Most thermal multimorph-actuated MEMS devices reported in literature utilize straight actuator beams which undergo bending deformation. On the other hand, curved multimorph actuators that undergo combined bending and twisting have not been widely investigated prior to this thesis. The small deformation analysis of curved multimorphs is reported for the first time and validated against experiments. Analytical expressions governing curved multimorphs can serve as design equations for novel thermal, piezoelectric, shape-memory alloy, and electroactive polymer based devices. Mirrors actuated by curved multimorphs are fabricated. The unique properties of curved multimorphs are utilized to achieve lower power consumption, higher fill-factor, and lower center-shift compared to previously reported designs.

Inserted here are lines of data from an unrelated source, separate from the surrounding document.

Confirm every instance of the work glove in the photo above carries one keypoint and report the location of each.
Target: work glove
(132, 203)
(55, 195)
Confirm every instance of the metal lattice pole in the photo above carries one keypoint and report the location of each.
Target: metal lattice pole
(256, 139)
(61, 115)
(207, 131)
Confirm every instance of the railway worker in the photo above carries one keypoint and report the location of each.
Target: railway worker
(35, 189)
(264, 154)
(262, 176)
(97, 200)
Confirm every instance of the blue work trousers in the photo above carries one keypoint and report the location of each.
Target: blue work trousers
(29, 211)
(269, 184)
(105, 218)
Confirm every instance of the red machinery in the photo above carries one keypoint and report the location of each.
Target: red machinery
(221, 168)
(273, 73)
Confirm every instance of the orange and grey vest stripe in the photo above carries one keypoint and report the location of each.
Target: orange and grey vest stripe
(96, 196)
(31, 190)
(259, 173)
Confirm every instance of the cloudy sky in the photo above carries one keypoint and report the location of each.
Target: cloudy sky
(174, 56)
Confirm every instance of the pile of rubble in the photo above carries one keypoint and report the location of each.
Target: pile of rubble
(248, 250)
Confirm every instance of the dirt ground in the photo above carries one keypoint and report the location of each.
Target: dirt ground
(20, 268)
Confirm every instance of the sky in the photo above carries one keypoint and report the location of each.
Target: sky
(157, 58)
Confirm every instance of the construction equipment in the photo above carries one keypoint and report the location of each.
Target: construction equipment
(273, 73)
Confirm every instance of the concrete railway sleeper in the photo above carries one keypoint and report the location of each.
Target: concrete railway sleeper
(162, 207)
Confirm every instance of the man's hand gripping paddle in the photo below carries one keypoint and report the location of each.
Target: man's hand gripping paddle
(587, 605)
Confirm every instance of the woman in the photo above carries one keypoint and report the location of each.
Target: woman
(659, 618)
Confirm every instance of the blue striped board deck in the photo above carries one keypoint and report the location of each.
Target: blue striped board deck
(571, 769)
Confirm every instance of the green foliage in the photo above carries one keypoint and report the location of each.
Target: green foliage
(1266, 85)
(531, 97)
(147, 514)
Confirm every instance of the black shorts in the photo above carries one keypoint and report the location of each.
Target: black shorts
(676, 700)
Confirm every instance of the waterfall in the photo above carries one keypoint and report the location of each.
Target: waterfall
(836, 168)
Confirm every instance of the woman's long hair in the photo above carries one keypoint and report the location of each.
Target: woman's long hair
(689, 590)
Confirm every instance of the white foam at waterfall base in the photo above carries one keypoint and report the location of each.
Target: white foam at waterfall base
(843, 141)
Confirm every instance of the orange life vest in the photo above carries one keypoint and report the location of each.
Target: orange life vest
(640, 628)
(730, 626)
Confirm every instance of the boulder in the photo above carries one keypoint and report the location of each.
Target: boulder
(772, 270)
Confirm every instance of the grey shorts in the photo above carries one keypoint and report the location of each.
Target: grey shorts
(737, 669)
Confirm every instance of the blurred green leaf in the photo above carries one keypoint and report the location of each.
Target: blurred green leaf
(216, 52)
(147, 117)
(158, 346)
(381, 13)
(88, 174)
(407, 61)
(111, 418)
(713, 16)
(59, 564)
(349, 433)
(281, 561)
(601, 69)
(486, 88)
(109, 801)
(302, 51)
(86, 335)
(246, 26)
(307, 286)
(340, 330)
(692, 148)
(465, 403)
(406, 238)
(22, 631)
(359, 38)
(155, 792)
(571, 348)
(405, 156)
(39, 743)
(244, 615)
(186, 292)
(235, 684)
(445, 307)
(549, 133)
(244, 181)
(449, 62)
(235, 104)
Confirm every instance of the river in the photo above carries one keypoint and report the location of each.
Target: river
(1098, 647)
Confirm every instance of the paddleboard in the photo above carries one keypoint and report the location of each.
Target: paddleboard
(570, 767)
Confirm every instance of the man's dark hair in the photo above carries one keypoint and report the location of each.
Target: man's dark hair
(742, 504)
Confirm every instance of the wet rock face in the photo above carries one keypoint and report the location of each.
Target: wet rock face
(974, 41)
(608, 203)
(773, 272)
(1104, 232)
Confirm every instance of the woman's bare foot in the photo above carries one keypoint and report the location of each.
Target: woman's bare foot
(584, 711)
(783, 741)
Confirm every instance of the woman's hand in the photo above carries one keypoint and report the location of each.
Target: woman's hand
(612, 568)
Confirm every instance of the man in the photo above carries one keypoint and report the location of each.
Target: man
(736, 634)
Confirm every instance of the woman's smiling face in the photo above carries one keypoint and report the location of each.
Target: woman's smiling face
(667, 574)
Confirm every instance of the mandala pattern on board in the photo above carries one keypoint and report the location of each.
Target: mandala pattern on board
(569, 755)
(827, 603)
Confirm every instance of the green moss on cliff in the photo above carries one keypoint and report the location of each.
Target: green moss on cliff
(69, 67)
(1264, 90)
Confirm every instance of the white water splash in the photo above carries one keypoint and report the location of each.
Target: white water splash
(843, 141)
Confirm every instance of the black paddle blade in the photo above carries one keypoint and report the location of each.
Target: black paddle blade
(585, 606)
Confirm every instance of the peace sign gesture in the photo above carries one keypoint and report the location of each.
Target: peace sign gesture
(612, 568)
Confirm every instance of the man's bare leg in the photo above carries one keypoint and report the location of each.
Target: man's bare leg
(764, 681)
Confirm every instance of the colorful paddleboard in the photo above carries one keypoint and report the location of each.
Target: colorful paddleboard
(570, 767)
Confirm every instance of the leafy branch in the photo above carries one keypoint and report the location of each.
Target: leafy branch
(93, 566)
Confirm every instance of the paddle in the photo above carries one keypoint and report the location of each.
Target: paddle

The major drawbacks of thermal MEMS are high power consumption and slow speed. Several micromirrors utilize SiO2 thin-film for thermal isolation. This makes the devices highly susceptible to impact failure during handling and packaging. SiO2 is also used as one of the multimorph layers in several devices. The low thermal diffusivity of SiO2 makes the thermal response sluggish. A novel process for fabricating robust electrothermal MEMS with customizable thermal response and power consumption is developed. The process employs Al and W for forming the active layers of the multimorph structure. High temperature polyimide is used for thermal isolation. The mirrors fabricated by the proposed process have improved robustness compared to previous designs and can withstand typical drop heights encountered in hand-held applications.

Another contribution of this thesis is the development of two novel in-plane transducers based on straight thermal multimorph actuators. The proposed designs can produce 100s microns displacement along the substrate surface, which is an order of magnitude greater than previously reported designs. Possible applications include integrated Michelson interferometer, movable MEMS stage and movable micro needles for biomedical applications.